Doors that were once open are now tightly locked, and plans that would be put into action if the unthinkable were to happen are being reviewed. 

The bump in security comes after a man shot and killed 20 young children and 6 adults last Friday at Sandy Hook Elementary School in Connecticut.

Monday we visited two local districts to find out what's being done to keep kids safe.

"We're pretty confident in our plans, our doors are locked all the time, and the main doors are open just briefly in the morning and at the end of the day when students are coming in and out," said Altoona Superintendent Dr. Connie Biedron.

Schools in the Chippewa Valley are reacting in different ways following the tragedy in Connecticut. In Altoona, going into lock down is something the school has had to practice already this fall.

"We have a crisis response plan, and actually in October we had a lock down here. There was a possible shooter in the area if you remember, so we did just recently practice, although we didn't know it. We had to go into lock down then," Biedron said.

The Eau Claire School District is stepping up security. All visitors will need to be buzzed in, or have their I. D. checked by school personnel before gaining entry to any building.

"In some of our schools, past practice had been that the community and the public were able to access our schools independently and then walk to the office and sign in. We have simply informed our administration to lock the front door, and to monitor it with personnel who would direct community members to the office to check in. That's in place today and will be for the future," said Tim Leibham, Assistant Superintendent for the Eau Claire Area School District.

The school says they've already been receiving help from the students themselves.

"Students understand school safety. Students of all age levels and grade levels want their school to be safe. And we've seen an increase in students who will also report abnormal circumstances or things they've overheard to school personnel so we can investigate those things," Leibham said.

But sometimes it seems to matter little how much security is added.

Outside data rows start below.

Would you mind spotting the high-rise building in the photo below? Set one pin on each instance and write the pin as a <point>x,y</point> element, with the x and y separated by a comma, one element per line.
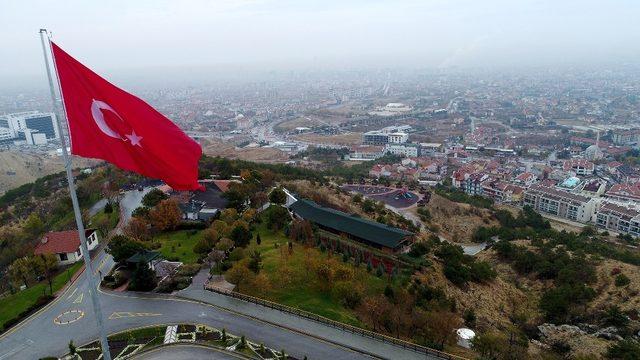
<point>17,123</point>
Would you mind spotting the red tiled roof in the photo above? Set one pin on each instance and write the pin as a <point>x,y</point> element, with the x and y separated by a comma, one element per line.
<point>60,242</point>
<point>223,185</point>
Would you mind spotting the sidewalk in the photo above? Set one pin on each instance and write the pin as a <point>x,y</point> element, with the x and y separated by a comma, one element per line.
<point>299,324</point>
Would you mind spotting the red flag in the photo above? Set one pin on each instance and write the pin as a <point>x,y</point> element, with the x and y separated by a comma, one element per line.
<point>108,123</point>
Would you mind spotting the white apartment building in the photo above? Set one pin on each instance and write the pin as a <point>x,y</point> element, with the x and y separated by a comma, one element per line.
<point>405,149</point>
<point>619,218</point>
<point>559,203</point>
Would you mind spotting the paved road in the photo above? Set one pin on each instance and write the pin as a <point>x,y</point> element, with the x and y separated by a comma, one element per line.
<point>186,352</point>
<point>70,317</point>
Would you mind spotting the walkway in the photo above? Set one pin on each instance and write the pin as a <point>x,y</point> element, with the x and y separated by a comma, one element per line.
<point>289,321</point>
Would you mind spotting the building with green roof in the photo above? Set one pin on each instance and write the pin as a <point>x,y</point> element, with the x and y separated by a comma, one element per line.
<point>362,230</point>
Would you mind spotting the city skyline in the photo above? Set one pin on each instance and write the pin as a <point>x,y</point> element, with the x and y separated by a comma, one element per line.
<point>225,36</point>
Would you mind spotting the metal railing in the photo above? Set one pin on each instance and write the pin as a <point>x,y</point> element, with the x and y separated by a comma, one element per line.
<point>336,324</point>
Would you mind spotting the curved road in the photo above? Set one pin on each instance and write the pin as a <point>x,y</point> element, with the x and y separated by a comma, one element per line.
<point>186,352</point>
<point>70,317</point>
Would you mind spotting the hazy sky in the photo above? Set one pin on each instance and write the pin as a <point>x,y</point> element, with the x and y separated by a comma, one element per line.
<point>116,35</point>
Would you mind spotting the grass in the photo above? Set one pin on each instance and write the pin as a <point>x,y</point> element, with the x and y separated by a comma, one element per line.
<point>12,305</point>
<point>292,289</point>
<point>179,245</point>
<point>113,217</point>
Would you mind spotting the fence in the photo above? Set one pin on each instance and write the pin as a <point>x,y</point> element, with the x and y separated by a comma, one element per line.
<point>336,324</point>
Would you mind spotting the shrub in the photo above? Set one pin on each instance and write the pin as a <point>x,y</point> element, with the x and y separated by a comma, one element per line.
<point>469,317</point>
<point>189,269</point>
<point>622,280</point>
<point>236,254</point>
<point>348,294</point>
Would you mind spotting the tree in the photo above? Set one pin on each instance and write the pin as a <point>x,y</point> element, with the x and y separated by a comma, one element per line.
<point>255,261</point>
<point>215,257</point>
<point>489,345</point>
<point>122,248</point>
<point>375,311</point>
<point>143,278</point>
<point>348,294</point>
<point>441,327</point>
<point>108,208</point>
<point>21,270</point>
<point>301,231</point>
<point>240,236</point>
<point>33,226</point>
<point>277,217</point>
<point>103,224</point>
<point>624,350</point>
<point>224,245</point>
<point>166,215</point>
<point>229,216</point>
<point>278,196</point>
<point>239,275</point>
<point>141,212</point>
<point>138,228</point>
<point>153,198</point>
<point>47,265</point>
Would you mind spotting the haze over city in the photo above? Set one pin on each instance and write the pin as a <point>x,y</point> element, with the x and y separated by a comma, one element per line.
<point>213,37</point>
<point>295,180</point>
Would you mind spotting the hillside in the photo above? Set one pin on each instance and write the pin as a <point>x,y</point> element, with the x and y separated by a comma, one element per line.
<point>19,168</point>
<point>456,221</point>
<point>213,147</point>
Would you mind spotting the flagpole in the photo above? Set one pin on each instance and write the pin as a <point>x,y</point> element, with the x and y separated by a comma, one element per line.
<point>106,355</point>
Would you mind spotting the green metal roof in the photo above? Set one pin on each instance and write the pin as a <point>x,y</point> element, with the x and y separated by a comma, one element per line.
<point>145,256</point>
<point>366,229</point>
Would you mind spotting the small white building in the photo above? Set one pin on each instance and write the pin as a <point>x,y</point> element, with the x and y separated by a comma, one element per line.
<point>465,337</point>
<point>406,149</point>
<point>66,245</point>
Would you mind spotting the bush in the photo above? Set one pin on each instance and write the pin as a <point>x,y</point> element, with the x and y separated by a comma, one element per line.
<point>624,350</point>
<point>191,225</point>
<point>469,317</point>
<point>189,269</point>
<point>236,254</point>
<point>349,295</point>
<point>622,280</point>
<point>153,197</point>
<point>108,209</point>
<point>481,271</point>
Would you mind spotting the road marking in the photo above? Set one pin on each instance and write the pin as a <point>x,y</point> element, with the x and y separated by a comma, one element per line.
<point>74,291</point>
<point>124,314</point>
<point>68,317</point>
<point>104,260</point>
<point>78,300</point>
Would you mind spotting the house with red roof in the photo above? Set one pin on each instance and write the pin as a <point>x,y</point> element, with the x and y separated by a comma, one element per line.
<point>66,245</point>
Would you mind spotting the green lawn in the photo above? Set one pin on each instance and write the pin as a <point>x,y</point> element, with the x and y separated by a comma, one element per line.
<point>179,245</point>
<point>299,293</point>
<point>13,305</point>
<point>113,218</point>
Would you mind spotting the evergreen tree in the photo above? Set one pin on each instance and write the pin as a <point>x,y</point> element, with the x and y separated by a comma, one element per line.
<point>143,279</point>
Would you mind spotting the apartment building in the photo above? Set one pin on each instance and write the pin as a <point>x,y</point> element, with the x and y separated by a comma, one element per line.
<point>618,218</point>
<point>559,203</point>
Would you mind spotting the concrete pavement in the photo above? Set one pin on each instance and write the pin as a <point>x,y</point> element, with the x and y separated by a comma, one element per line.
<point>70,317</point>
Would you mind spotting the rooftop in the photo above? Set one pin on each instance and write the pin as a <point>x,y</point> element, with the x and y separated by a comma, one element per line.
<point>60,242</point>
<point>366,229</point>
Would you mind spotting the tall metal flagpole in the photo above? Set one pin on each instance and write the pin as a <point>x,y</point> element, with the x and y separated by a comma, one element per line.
<point>106,355</point>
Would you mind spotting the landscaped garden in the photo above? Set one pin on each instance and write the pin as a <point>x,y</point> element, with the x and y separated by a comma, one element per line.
<point>15,307</point>
<point>178,245</point>
<point>128,343</point>
<point>299,275</point>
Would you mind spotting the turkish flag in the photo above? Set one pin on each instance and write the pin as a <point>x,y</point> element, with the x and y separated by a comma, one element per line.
<point>108,123</point>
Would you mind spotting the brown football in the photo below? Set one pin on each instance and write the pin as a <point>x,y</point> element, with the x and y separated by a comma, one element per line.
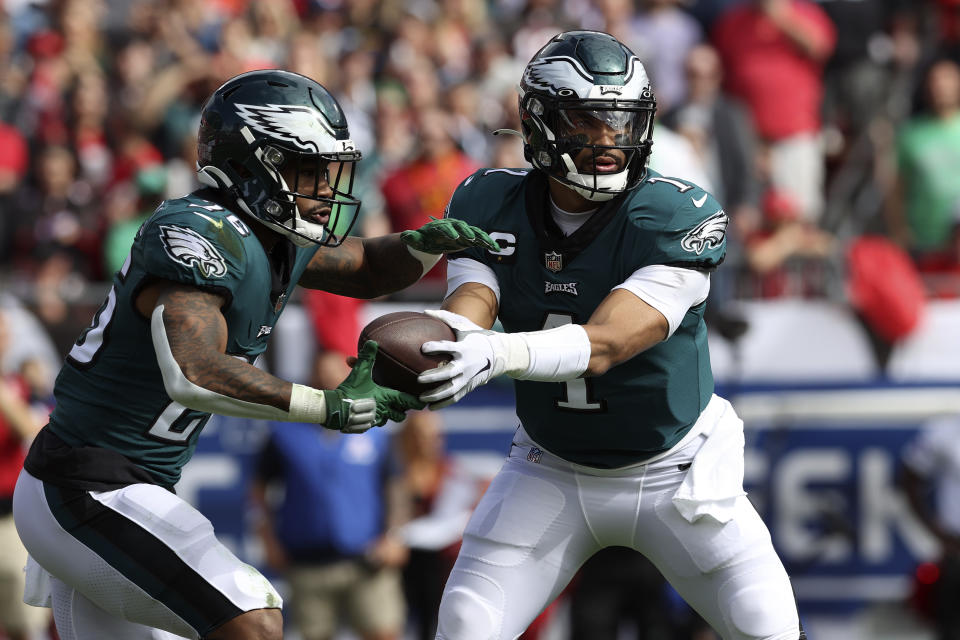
<point>399,336</point>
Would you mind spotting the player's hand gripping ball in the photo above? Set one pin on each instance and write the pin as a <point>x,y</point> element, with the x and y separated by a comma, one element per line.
<point>399,360</point>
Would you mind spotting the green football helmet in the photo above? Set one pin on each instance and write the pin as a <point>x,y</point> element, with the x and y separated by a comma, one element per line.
<point>263,125</point>
<point>586,93</point>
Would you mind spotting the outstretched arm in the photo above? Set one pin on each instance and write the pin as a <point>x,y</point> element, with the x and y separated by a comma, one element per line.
<point>190,337</point>
<point>371,267</point>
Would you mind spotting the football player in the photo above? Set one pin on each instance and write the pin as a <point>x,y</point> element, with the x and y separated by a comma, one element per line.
<point>600,286</point>
<point>113,550</point>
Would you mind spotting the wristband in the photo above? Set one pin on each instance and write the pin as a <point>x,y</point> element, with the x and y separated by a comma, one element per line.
<point>307,405</point>
<point>552,355</point>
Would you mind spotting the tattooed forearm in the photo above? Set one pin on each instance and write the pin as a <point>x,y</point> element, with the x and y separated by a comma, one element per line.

"There's things that no matter how you plan and how many plans you have in place, there's some things that I guess are unavoidable or inevitable. But we do everything we possibly can to keep kids safe and keep intruders out of the school," Biedron said.

Both school districts said they were sticking to the usual routine for today's classes. However, teachers have been told it is alright to talk to students about what happened at Sandy Hook if asked.